FIG. 9 is a flowchart showing an exposure condition determination processing routine.

FIG. 10 is a flowchart showing an exposure condition determination processing routine.

FIG. 11 is a diagram showing an example of a photograph taken by the camera according to the present invention.

FIG. 12 is a diagram showing an example of a photograph taken by the camera of the present invention.

[Explanation of symbols]

10 lenses 11 Shooting lens 20 camera body 23 AF module 24 Focus detection optical system 25 CCD 30 AFCPU 50 AF motor 60 Release button 61 Piece speed mode selection button 62 Focus mode selection button 64 communication bus 70 Main CPU 101 focus detection means 102 moving direction detecting means 103 Automatic shift control means 104, 104A, 104B, 104C Order determination means 105 selection means

Claims (4)

[Claims] 1. A focus detecting means for detecting a defocus amount corresponding to a shift amount between an image plane of a photographing lens and a planned focal plane, and the photographing based on the defocus amount detected by the focus detecting means. Moving direction detecting means for detecting the moving direction of the object along the optical axis of the lens, and automatic shifting for sequentially performing photographing operation while shifting at least one of the aperture and shutter speed by a predetermined number of steps over a predetermined number of frames. An automatic exposure condition shift camera including a control unit, and an order determination unit that determines a setting order of at least one of an aperture and a shutter speed in the sequential shooting operation based on a detection result of the moving direction detection unit. A camera that automatically shifts the exposure conditions. 2. The automatic exposure condition shifting camera according to claim 1, wherein the order determining means detects that the subject is moving in a direction approaching the camera by the moving direction detecting means. When it is determined that the aperture for each exposure in the sequential shooting operation is to be reduced, and it is detected that the subject is moving in a direction away from the camera,
The automatic exposure condition shift camera, which determines the opening order for each exposure. 3. The automatic exposure condition shifting camera according to claim 1, wherein the order determining means detects that the subject is moving in a direction approaching the camera by the moving direction detecting means.
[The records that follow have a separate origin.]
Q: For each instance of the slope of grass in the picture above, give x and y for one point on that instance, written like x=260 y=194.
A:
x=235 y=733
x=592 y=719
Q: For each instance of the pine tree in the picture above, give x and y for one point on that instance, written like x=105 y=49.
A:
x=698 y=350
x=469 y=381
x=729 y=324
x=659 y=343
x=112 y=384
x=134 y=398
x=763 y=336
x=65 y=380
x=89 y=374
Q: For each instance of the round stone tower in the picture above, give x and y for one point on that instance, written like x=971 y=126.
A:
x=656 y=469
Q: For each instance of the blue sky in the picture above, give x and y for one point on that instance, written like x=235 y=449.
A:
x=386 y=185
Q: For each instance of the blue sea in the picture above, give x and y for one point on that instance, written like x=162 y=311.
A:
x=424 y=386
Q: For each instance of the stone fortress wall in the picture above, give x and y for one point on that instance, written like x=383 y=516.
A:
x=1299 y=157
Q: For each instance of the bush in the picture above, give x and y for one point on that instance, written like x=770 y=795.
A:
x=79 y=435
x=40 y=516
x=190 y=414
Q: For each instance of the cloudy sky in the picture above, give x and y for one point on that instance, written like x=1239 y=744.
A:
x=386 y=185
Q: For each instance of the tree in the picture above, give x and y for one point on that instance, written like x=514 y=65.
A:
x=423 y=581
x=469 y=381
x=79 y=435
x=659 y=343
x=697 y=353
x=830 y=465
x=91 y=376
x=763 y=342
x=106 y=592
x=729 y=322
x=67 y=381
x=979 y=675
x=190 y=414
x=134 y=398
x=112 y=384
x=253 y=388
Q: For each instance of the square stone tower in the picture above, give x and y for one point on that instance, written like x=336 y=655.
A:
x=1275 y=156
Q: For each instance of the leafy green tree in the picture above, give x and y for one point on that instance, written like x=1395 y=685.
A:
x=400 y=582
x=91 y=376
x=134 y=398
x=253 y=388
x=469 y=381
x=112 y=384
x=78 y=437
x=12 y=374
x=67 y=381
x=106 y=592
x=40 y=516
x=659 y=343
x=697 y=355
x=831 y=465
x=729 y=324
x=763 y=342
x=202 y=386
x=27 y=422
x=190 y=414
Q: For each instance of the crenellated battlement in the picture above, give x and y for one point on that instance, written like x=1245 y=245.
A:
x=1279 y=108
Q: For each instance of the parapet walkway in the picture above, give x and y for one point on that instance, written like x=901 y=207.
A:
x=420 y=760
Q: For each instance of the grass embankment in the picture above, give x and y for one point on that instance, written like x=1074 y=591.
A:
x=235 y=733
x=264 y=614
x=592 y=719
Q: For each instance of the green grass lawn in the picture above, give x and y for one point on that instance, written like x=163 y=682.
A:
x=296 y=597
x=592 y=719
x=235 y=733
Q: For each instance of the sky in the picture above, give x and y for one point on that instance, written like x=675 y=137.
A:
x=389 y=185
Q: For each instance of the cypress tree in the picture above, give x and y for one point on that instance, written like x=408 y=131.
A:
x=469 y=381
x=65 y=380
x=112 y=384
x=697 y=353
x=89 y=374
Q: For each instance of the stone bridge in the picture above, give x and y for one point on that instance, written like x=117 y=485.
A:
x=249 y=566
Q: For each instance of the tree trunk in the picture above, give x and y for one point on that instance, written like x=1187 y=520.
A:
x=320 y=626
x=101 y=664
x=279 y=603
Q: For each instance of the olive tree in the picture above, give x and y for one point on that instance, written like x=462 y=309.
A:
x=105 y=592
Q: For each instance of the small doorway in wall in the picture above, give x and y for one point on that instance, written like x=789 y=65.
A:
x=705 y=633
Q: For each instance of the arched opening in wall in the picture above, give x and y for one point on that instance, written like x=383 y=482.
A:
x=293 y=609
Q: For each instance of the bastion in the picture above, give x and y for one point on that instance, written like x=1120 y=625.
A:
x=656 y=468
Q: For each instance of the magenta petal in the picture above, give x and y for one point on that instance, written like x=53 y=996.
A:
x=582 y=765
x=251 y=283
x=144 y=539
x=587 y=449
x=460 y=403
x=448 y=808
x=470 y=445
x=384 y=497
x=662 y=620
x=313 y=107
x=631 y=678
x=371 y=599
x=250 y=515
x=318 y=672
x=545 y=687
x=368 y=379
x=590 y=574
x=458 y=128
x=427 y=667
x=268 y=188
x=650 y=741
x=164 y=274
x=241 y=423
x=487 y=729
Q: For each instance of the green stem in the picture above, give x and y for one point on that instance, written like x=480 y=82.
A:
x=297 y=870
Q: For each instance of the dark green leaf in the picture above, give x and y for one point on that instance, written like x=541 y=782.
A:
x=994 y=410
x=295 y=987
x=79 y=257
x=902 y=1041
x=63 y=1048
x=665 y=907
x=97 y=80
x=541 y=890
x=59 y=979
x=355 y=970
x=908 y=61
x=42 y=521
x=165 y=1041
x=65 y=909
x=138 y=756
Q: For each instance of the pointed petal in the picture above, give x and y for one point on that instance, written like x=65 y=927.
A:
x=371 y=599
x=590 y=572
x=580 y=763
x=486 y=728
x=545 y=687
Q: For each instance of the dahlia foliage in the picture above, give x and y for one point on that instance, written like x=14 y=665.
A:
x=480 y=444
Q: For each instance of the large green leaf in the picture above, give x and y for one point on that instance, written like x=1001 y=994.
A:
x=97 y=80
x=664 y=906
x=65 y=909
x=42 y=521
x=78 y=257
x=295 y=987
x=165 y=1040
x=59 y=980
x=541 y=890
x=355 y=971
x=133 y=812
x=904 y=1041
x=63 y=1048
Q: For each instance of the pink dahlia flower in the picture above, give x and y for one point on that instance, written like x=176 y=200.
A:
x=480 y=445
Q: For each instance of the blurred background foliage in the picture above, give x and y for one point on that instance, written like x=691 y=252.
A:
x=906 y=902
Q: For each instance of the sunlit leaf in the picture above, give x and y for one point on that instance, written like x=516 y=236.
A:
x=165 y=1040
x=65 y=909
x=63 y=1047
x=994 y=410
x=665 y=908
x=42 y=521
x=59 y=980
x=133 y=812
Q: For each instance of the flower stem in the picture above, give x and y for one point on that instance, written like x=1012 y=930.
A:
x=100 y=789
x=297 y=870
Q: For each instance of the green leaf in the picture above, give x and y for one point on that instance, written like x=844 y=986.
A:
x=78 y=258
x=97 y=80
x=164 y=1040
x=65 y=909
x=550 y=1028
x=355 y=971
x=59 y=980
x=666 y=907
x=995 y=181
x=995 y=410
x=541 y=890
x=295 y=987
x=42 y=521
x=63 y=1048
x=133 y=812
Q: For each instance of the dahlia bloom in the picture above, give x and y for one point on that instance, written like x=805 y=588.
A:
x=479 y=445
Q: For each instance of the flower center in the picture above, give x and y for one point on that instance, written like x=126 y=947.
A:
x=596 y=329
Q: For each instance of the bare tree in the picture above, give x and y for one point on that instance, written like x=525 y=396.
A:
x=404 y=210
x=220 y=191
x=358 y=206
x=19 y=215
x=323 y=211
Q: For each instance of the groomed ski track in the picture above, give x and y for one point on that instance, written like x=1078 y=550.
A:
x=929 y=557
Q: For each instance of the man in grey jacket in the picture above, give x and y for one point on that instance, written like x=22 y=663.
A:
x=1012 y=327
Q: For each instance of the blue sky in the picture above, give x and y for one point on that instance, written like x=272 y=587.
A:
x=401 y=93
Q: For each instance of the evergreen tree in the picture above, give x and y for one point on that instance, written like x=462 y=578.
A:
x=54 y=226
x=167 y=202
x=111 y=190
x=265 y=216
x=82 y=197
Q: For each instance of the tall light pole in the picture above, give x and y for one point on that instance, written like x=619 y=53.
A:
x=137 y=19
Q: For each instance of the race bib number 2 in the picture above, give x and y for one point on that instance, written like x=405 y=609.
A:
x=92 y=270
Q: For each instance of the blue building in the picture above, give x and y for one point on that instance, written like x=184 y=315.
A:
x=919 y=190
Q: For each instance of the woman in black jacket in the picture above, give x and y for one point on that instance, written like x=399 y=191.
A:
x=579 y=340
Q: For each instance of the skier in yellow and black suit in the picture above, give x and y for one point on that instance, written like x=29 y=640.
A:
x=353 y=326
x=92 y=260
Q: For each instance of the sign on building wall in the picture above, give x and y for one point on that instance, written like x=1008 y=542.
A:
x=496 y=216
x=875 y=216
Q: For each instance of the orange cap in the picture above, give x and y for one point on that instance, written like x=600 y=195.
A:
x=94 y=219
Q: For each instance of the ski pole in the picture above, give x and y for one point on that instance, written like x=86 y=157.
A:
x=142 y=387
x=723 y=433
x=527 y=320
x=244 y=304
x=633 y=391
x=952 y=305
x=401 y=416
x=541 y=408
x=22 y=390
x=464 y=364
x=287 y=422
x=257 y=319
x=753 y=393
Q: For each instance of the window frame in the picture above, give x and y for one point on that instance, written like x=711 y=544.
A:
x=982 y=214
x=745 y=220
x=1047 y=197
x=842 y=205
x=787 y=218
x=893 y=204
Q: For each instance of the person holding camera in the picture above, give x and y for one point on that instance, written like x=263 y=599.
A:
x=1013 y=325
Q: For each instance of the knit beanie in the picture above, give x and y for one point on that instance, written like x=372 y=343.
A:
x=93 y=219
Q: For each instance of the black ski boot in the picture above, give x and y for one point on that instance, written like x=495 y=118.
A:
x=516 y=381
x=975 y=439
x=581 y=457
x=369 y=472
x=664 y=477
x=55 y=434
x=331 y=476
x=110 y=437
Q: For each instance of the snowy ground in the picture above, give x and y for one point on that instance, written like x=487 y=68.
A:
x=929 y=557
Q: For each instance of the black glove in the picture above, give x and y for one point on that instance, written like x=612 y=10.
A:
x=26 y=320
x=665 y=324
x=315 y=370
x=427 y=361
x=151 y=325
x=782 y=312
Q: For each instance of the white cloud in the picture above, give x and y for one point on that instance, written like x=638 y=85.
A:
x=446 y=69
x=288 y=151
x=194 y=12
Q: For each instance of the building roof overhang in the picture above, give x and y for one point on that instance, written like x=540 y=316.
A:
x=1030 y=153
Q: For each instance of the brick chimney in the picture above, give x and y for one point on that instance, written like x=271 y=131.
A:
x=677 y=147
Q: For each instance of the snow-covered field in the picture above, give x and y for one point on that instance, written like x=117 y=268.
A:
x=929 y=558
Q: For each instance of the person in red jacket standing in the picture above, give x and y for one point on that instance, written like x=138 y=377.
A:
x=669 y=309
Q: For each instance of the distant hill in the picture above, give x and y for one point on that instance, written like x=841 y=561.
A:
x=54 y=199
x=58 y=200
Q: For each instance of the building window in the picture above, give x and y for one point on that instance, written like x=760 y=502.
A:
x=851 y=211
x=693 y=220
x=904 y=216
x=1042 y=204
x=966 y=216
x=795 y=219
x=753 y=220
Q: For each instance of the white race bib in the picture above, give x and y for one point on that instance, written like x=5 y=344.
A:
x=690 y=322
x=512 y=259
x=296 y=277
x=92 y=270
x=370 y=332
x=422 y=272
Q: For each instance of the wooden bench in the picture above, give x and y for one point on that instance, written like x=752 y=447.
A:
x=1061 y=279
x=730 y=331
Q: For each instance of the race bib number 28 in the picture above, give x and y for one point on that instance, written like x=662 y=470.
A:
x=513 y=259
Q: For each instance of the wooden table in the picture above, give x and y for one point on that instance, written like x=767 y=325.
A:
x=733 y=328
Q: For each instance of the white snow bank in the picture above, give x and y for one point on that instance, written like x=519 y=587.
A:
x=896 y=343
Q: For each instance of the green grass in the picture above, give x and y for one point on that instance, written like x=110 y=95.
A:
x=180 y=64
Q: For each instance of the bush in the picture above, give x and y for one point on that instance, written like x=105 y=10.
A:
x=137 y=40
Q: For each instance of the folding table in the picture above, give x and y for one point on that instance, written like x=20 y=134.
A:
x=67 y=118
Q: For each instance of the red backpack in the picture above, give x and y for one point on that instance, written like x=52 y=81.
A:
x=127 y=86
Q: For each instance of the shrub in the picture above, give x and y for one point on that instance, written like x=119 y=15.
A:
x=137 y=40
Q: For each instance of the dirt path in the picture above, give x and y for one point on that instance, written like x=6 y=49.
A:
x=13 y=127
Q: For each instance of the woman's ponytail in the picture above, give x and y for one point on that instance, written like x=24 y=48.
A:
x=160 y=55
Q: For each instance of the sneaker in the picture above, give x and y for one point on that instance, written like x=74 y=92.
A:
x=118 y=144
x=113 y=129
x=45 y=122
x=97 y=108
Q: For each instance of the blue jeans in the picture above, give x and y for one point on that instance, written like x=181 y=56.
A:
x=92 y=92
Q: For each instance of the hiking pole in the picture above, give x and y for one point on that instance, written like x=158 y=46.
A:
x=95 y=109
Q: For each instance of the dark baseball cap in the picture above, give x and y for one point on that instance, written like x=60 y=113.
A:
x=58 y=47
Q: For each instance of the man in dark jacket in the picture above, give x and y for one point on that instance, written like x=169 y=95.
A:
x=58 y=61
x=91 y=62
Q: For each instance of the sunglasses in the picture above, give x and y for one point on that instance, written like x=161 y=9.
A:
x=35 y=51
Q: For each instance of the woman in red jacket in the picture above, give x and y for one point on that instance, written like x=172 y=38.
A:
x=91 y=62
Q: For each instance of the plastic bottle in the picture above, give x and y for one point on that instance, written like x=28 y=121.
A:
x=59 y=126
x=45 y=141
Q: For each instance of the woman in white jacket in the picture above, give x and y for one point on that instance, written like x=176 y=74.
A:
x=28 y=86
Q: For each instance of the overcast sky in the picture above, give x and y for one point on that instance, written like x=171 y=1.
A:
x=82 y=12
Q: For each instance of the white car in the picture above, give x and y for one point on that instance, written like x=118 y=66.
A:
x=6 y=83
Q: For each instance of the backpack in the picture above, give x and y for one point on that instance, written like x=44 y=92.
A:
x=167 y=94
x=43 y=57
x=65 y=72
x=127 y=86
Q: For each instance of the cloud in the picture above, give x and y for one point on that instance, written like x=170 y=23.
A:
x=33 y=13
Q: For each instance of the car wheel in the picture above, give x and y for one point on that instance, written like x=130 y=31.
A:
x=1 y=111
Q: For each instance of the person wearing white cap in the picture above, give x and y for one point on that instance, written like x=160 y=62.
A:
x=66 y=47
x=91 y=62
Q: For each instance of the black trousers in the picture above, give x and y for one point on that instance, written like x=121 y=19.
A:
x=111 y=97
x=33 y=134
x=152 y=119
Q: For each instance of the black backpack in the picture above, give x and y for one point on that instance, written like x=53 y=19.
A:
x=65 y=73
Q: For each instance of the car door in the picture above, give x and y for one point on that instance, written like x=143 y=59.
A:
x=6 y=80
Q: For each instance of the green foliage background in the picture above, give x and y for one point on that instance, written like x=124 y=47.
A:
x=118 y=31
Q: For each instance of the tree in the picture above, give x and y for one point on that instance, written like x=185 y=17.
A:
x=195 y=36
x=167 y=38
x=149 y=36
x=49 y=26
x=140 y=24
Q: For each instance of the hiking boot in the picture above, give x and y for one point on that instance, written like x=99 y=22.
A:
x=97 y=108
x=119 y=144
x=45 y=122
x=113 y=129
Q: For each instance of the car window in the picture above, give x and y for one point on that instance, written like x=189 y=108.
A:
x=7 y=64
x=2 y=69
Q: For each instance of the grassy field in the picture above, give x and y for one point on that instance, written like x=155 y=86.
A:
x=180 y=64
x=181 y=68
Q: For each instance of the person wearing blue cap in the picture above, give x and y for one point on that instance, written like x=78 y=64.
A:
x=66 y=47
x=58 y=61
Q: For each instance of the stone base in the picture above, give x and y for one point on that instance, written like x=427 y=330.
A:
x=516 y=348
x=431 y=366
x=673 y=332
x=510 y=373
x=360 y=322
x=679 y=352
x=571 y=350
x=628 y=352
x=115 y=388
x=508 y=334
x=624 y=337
The shutter speed for each exposure in the sequential shooting operation is determined in order of increasing, and when it is detected that the subject is moving away from the camera, the shutter speed for each exposure is determined in order of decreasing. Characteristic automatic exposure condition shift camera. 4. The automatic exposure condition shifting camera according to claim 1, further comprising a selection unit for selecting an aperture priority mode and a shutter speed priority mode, wherein the order determination unit is the shutter speed priority mode by the selection unit. When is selected, when the moving direction detecting unit detects that the subject is moving in a direction approaching the camera, it is determined in the order of narrowing the aperture for each exposure in the sequential shooting operation. However, when it is detected that the subject is moving in a direction away from the camera, it is determined in the order of opening the aperture for each exposure, and when the aperture priority mode is selected by the selection unit, When the moving direction detecting means detects that the subject is moving in a direction approaching the camera, the sequential shooting motion is detected. In the order of increasing the shutter speed for each exposure, and when it is detected that the subject is moving away from the camera, the shutter speed for each exposure is determined in the order of decreasing. Exposure condition shift camera.